Jacques, à perdre haleine
Aujourd’hui, je ne vais pas écouter Jacques Brel.
Je vais le laisser entrer.
Entrer avec ses bras immenses, sa sueur, sa fièvre, ses colères, ses tendresses mal élevées, ses mots lancés comme des verres contre les murs. Car Jacques ne chante pas. Il déchire. Il arrache les tripes, fouille là où cela fait mal, retourne le cœur et le laisse palpitant sur la table.
Avec lui, pas de demi-mesure.
On aime jusqu’à se perdre.
On pleure jusqu’à devenir ridicule.
On supplie Jef de ne pas partir.
On regarde le petit avec toute la fatigue du monde dans les yeux.
On voudrait être son Jacky, une heure seulement, beau, admiré, couvert de lumière, avant que le rideau ne retombe et que l’on redevienne l’ombre de soi-même.
Jacques connaissait cette ombre.
Il savait les hommes debout qui tremblent à l’intérieur. Les grands orgueilleux qui s’effondrent pour une femme. Les amoureux magnifiques, grotesques, ivres de promesses et de départs. Il chantait leurs faiblesses avec tant de force qu’elles devenaient soudain héroïques.
Et puis il y a le rythme.
Le piano s’élance.
L’accordéon s’accroche.
Les mots accélèrent.
Le cœur aussi.
Un temps.
Le temps de se rencontrer.
Deux temps.
Le temps de s’aimer.
Trois temps.
Le temps de se perdre.
Et voilà que la valse nous prend par la taille.
Elle tourne doucement d’abord, presque poliment. Puis elle se grise, se cabre, se multiplie. Elle devient valse à cent temps, valse à mille temps, valse folle, insolente, haletante. Paris se met à tourner. Les pavés, les toits, les filles, les garçons, les souvenirs, les regrets, tout entre dans la danse.
Plus vite, Jacques !
Encore plus vite !
Nous n’avons déjà plus les pieds sur terre. Les phrases déboulent, les syllabes claquent, les amants se frôlent, se quittent et se retrouvent dans le même tourbillon.

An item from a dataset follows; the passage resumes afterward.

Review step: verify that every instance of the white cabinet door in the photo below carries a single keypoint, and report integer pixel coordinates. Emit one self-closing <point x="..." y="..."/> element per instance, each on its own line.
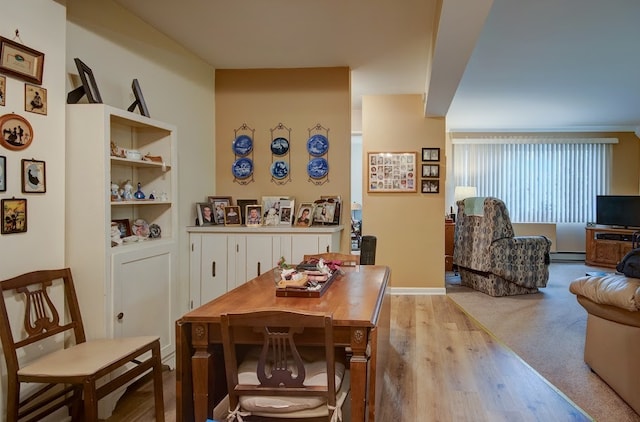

On voudrait reprendre son souffle, mais il est trop tard : Brel nous entraîne, nous secoue, nous essouffle, nous fait rire et pleurer dans la même seconde.
C’est presque latin, cette manière de vivre.
Du sang chaud dans les mots.
Des mains qui parlent.
Un cœur qui cogne trop fort.
La pudeur jetée par la fenêtre.
Avec Jacques, l’amour ne s’assoit jamais bien droit sur une chaise. Il danse sur la table. Il crie sous les fenêtres. Il promet l’éternité à minuit et s’enfuit à l’aube. Il est excessif, maladroit, sublime. Il nous fait perdre la tête parce qu’il refuse d’être raisonnable.
Et au milieu de cette tempête, il y a La Quête.
Alors tout s’arrête presque.
La valse continue quelque part, mais plus loin. Jacques relève le visage. Il ne chante plus seulement l’amour d’une femme, l’amitié d’un homme ou la folie d’un soir. Il chante ce qui nous tient debout lorsque tout voudrait nous mettre à genoux.
L’impossible rêve.
Celui que l’on poursuit même lorsque les autres sourient. Celui qui coûte des blessures, des nuits blanches, des humiliations. Celui qui nous fait passer pour fous, mais sans lequel nous ne serions plus tout à fait vivants.
Cette chanson m’accompagne chaque jour.
Elle ne marche pas sagement à mes côtés. Elle me pousse. Elle me secoue. Elle me rappelle que l’on peut être fatiguée, blessée, parfois réduite à sa propre ombre, et continuer pourtant à chercher son étoile.
Alors aujourd’hui, je vais retrouver Jacques.
Le tendre.
Le cruel.
Le magnifique.
Le démesuré.
Je vais danser avec lui jusqu’à perdre la tête. Tourner dans sa valse jusqu’à manquer d’air. Être Jef, Jacky, le petit, l’amoureuse abandonnée et le chevalier dérisoire.
Et lorsque mon cœur n’en pourra plus, lorsque les mots auront tout emporté, je resterai là, essoufflée, bouleversée, plus vivante encore.
Parce que Jacques Brel ne nous laisse jamais tranquilles.
Il nous arrache à nous-mêmes.
Et parfois, pendant la durée d’une chanson, il nous rend immenses.